Student Originated Studies: Media
2006-2007

Building Media Communities

In SOS Media, students will work with faculty to design collaborative or individual projects by researching and writing treatments, abstracts, and/or other supplementary documents. 

In addition to this student-centered curriculum, we will investigate how to build media communities and what forms they might take.  The obvious place to start is with the SOS group itself and to approach it as a community. Students and faculty will collaborate to develop activities that will support pre-production and production work.  These may include readings, screenings, discussions, presentations and workshops to strengthen conceptual and production skills.  But we will also consider other formations of community such as the ephemeral ones created during screenings, ones arising from the connections people make with each other as they pursue their interests in a particular subject or approach to media, or the community formed as people work together on a production.  We will explore interactive uses of media technology to develop sound and image alternatives to single channel presentations, as a potential way to further develop the idea of audience as a community.

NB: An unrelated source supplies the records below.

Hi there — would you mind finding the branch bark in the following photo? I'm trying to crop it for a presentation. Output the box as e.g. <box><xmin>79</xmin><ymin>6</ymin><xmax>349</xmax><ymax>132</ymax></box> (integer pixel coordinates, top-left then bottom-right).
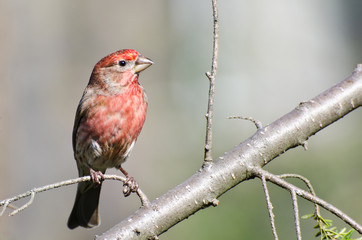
<box><xmin>95</xmin><ymin>64</ymin><xmax>362</xmax><ymax>240</ymax></box>
<box><xmin>204</xmin><ymin>0</ymin><xmax>219</xmax><ymax>166</ymax></box>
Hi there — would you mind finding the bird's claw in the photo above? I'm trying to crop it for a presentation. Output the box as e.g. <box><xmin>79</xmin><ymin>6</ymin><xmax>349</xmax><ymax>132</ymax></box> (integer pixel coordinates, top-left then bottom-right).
<box><xmin>123</xmin><ymin>177</ymin><xmax>138</xmax><ymax>197</ymax></box>
<box><xmin>90</xmin><ymin>168</ymin><xmax>104</xmax><ymax>184</ymax></box>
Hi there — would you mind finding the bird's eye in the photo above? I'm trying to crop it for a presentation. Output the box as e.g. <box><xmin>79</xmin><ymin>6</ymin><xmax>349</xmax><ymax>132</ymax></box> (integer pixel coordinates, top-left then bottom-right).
<box><xmin>118</xmin><ymin>60</ymin><xmax>127</xmax><ymax>67</ymax></box>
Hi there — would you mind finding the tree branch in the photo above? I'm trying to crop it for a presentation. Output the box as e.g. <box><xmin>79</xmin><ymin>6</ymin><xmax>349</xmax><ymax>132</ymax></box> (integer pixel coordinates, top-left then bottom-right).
<box><xmin>204</xmin><ymin>0</ymin><xmax>219</xmax><ymax>166</ymax></box>
<box><xmin>0</xmin><ymin>174</ymin><xmax>150</xmax><ymax>216</ymax></box>
<box><xmin>261</xmin><ymin>176</ymin><xmax>279</xmax><ymax>240</ymax></box>
<box><xmin>95</xmin><ymin>64</ymin><xmax>362</xmax><ymax>240</ymax></box>
<box><xmin>252</xmin><ymin>167</ymin><xmax>362</xmax><ymax>234</ymax></box>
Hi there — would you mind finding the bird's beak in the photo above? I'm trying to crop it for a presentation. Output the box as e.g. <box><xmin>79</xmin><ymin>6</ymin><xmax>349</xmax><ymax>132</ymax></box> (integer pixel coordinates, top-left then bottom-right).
<box><xmin>134</xmin><ymin>55</ymin><xmax>153</xmax><ymax>73</ymax></box>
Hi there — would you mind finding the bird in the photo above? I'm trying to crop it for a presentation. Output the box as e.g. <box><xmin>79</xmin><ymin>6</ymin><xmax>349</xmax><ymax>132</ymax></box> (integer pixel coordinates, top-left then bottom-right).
<box><xmin>67</xmin><ymin>49</ymin><xmax>153</xmax><ymax>229</ymax></box>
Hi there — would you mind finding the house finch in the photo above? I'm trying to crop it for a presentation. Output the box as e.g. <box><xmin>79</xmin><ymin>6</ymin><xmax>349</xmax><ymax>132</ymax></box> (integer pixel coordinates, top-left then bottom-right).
<box><xmin>68</xmin><ymin>49</ymin><xmax>153</xmax><ymax>229</ymax></box>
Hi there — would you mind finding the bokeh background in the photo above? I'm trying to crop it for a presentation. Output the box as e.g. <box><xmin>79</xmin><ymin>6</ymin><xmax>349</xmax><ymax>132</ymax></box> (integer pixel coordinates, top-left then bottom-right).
<box><xmin>0</xmin><ymin>0</ymin><xmax>362</xmax><ymax>240</ymax></box>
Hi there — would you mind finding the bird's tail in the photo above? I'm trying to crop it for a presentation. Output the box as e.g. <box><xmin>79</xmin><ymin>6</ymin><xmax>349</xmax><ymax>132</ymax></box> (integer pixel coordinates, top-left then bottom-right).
<box><xmin>68</xmin><ymin>182</ymin><xmax>102</xmax><ymax>229</ymax></box>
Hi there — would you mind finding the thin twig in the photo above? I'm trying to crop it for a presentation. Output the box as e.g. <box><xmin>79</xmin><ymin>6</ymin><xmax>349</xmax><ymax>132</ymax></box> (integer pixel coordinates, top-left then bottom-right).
<box><xmin>204</xmin><ymin>0</ymin><xmax>219</xmax><ymax>166</ymax></box>
<box><xmin>261</xmin><ymin>176</ymin><xmax>278</xmax><ymax>240</ymax></box>
<box><xmin>228</xmin><ymin>116</ymin><xmax>263</xmax><ymax>130</ymax></box>
<box><xmin>0</xmin><ymin>175</ymin><xmax>150</xmax><ymax>216</ymax></box>
<box><xmin>290</xmin><ymin>190</ymin><xmax>302</xmax><ymax>240</ymax></box>
<box><xmin>250</xmin><ymin>167</ymin><xmax>362</xmax><ymax>234</ymax></box>
<box><xmin>278</xmin><ymin>173</ymin><xmax>323</xmax><ymax>225</ymax></box>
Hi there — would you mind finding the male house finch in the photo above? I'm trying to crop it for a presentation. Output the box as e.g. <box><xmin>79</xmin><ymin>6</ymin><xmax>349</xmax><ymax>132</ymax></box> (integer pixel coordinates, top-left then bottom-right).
<box><xmin>68</xmin><ymin>49</ymin><xmax>153</xmax><ymax>229</ymax></box>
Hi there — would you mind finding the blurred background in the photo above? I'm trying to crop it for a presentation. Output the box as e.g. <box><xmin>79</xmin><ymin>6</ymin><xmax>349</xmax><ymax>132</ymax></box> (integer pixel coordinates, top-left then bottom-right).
<box><xmin>0</xmin><ymin>0</ymin><xmax>362</xmax><ymax>240</ymax></box>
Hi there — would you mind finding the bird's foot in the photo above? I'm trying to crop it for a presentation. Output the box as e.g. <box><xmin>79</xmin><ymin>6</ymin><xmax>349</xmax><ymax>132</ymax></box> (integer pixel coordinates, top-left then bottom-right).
<box><xmin>123</xmin><ymin>177</ymin><xmax>138</xmax><ymax>197</ymax></box>
<box><xmin>89</xmin><ymin>168</ymin><xmax>104</xmax><ymax>184</ymax></box>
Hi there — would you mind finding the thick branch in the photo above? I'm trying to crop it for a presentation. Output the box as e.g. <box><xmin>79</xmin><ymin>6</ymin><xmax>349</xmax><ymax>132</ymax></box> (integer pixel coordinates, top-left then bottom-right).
<box><xmin>96</xmin><ymin>64</ymin><xmax>362</xmax><ymax>240</ymax></box>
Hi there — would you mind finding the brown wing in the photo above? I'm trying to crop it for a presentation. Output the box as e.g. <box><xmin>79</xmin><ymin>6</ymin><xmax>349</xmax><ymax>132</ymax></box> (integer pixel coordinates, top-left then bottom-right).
<box><xmin>72</xmin><ymin>90</ymin><xmax>87</xmax><ymax>153</ymax></box>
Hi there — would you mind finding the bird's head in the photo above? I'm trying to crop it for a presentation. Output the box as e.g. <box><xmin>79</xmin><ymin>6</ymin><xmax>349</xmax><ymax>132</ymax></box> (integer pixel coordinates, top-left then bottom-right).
<box><xmin>89</xmin><ymin>49</ymin><xmax>153</xmax><ymax>89</ymax></box>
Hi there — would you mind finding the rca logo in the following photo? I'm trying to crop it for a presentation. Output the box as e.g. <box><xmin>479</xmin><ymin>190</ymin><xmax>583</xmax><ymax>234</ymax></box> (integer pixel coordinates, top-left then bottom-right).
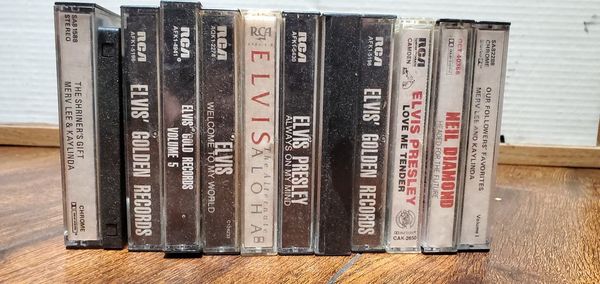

Participants in the SOS Media community will be asked to follow these guidelines:

  • Attend all meetings on time and prepared to participate. Notify faculty in advance if you cannot come to class.
  • Attend individual conferences as required or needed.
  • camcorder
  • Develop research and production plans as required.
  • Complete the goals outlined in your plans with integrity and to your satisfaction.
  • Collaborate on planning activities that support and help build the SOS Media community.
  • Present work-in-progress at least twice during the quarter.
  • Participate productively in critiques.
  • Serve on at least one production crew other than your own.

As media producers, we learn early on that our work cannot live in a vacuum. It grows out of and is dependent on on complex webs of relationships, interactions, collaborations and transactions. To cultivate our own media communities, each of us needs to define what it means to us, what our own media communities look like, who we are connected to, and how our work both reflects and is reflected by those communities. To facilitate this work, we've created a Drupal site for SOS Media participants in hopes that this virtual community will serve as a resource and record of the growth of our own community and our thinking about what media communities can be. Students enrolled in SOS Media may log in to this site to upload work, write statements and responses. Visitors are welcome to view and respond to our work as well.